Easy to customize that ggplot figure with different colors, backgrounds, etc., but hopefully this should work as a first pass.

swager commented 7 years ago

Thanks @nredell and @dswatson for the contributions! These are very nice. For the second one, it'd be interesting to understand better how these plots compare to the permutation-based ones you mentioned in #136.

dswatson commented 7 years ago

@swager Agreed! I believe randomForest generates plots for both measures by default. It would be simple to add a similar option to the function above if permutation importance were implemented.

jsrich commented 7 years ago

Thank you @dswatson and everyone for your thoughts and input. The var_imp_plot function works great.

aliahmedawan commented 6 years ago

Thank you for creating this amazing package in R. I am using a dataset with categorical variables having large number of categories in them. Is there anyway to use this package with variables having large number of categories? When I input the the data with large categorical variables, I get the following error.
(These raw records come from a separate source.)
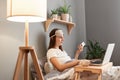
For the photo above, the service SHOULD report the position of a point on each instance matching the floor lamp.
(26, 11)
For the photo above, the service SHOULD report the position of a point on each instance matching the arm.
(62, 67)
(78, 51)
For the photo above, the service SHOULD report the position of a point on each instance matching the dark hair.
(53, 39)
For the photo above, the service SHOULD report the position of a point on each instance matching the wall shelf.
(69, 25)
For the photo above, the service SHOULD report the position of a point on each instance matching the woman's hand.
(78, 51)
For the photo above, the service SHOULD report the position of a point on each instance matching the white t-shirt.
(62, 57)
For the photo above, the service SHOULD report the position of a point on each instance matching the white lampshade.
(26, 10)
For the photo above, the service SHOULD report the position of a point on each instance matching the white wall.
(12, 36)
(103, 24)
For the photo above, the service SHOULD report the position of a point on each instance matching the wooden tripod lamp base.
(23, 54)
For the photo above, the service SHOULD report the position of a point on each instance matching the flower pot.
(65, 17)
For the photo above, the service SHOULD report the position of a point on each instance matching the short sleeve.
(51, 53)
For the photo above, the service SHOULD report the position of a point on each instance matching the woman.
(58, 60)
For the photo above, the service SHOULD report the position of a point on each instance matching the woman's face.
(59, 40)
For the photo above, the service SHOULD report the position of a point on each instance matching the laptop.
(107, 56)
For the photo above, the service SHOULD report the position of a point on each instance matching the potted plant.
(64, 11)
(94, 50)
(54, 13)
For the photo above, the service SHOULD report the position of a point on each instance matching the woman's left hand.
(78, 51)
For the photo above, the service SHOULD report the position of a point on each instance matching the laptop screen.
(108, 53)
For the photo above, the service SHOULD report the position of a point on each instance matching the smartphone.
(83, 44)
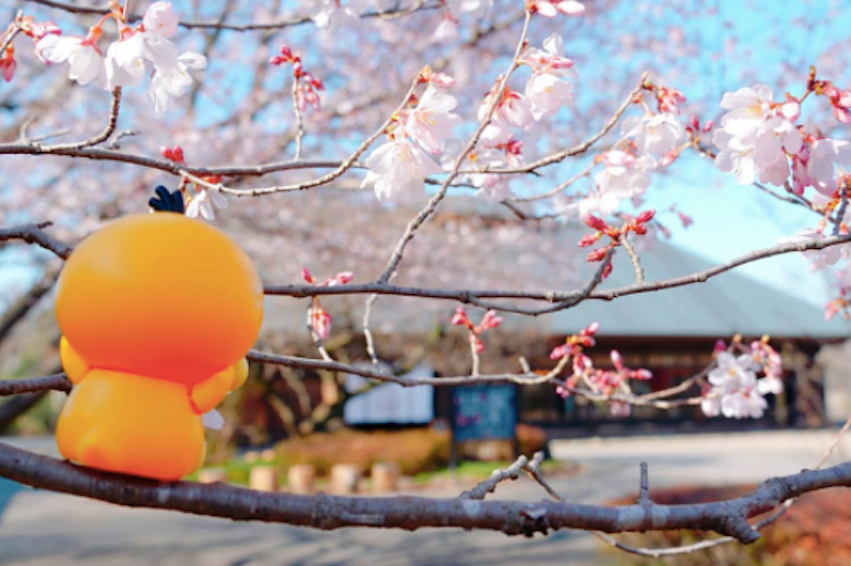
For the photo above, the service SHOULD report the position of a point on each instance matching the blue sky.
(740, 43)
(729, 219)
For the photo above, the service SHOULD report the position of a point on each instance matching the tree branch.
(560, 300)
(274, 25)
(410, 513)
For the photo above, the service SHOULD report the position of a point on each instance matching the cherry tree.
(320, 119)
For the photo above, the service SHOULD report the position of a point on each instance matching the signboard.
(390, 403)
(484, 412)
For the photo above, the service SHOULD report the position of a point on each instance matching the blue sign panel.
(484, 412)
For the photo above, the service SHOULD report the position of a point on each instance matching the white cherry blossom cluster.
(735, 390)
(126, 61)
(546, 91)
(398, 168)
(649, 143)
(759, 140)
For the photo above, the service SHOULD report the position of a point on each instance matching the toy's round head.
(160, 295)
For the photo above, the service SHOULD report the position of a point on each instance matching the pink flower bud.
(670, 157)
(791, 110)
(342, 278)
(830, 90)
(560, 352)
(174, 154)
(596, 255)
(617, 360)
(645, 216)
(490, 320)
(320, 321)
(460, 318)
(590, 239)
(694, 123)
(594, 222)
(642, 374)
(842, 114)
(7, 67)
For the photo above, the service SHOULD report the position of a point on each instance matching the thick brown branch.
(410, 513)
(111, 124)
(33, 234)
(560, 299)
(273, 25)
(56, 382)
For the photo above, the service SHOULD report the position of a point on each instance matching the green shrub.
(414, 450)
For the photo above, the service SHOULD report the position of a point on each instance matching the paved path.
(42, 528)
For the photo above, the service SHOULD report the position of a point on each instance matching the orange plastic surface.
(157, 312)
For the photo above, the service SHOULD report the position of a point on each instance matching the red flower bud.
(595, 223)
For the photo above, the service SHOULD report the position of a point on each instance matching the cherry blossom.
(735, 388)
(85, 59)
(318, 318)
(747, 110)
(547, 93)
(8, 64)
(512, 109)
(819, 259)
(204, 204)
(175, 82)
(761, 153)
(506, 153)
(546, 90)
(333, 13)
(822, 157)
(160, 19)
(551, 9)
(125, 65)
(397, 170)
(625, 175)
(432, 120)
(655, 133)
(669, 100)
(549, 60)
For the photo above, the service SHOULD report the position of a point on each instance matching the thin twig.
(633, 257)
(112, 122)
(273, 25)
(425, 213)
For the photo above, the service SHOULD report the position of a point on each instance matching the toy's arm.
(74, 365)
(210, 392)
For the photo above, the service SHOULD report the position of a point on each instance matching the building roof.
(724, 305)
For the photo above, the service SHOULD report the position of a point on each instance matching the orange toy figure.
(157, 312)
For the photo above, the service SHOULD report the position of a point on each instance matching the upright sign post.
(483, 412)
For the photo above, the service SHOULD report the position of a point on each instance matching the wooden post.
(345, 479)
(300, 478)
(263, 478)
(385, 477)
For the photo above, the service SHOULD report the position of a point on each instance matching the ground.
(42, 528)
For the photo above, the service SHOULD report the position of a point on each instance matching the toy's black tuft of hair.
(167, 202)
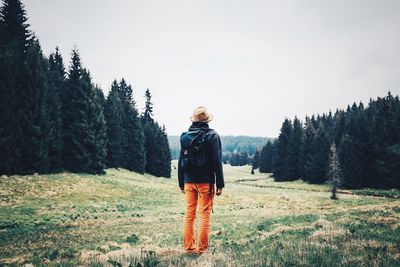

Error in regression_train(data$default, data$sparse, outcome.index, as.numeric(tunable.params["mtry"])

jtibshirani commented 6 years ago

Thanks @aliahmedawan for the question. As general guidance, it's best to open an issue if you have a new question, as opposed to commenting on an old one.

As a brief answer, we're planning to add support for categorical variables, and are tracking the issue in https://github.com/swager/grf/issues/109. In the meantime, you might try out the approach suggested in https://github.com/swager/grf/issues/27. However, since you have a large number of categorical variables, it may make sense to simply convert the categories to integers and see how the results look.

aliahmedawan commented 6 years ago

Thank you @jtibshirani I appreciate your reply. We are trying various things such using integers for categories and also grouping the categorical variables and taking averages of their outcomes. Thank you much!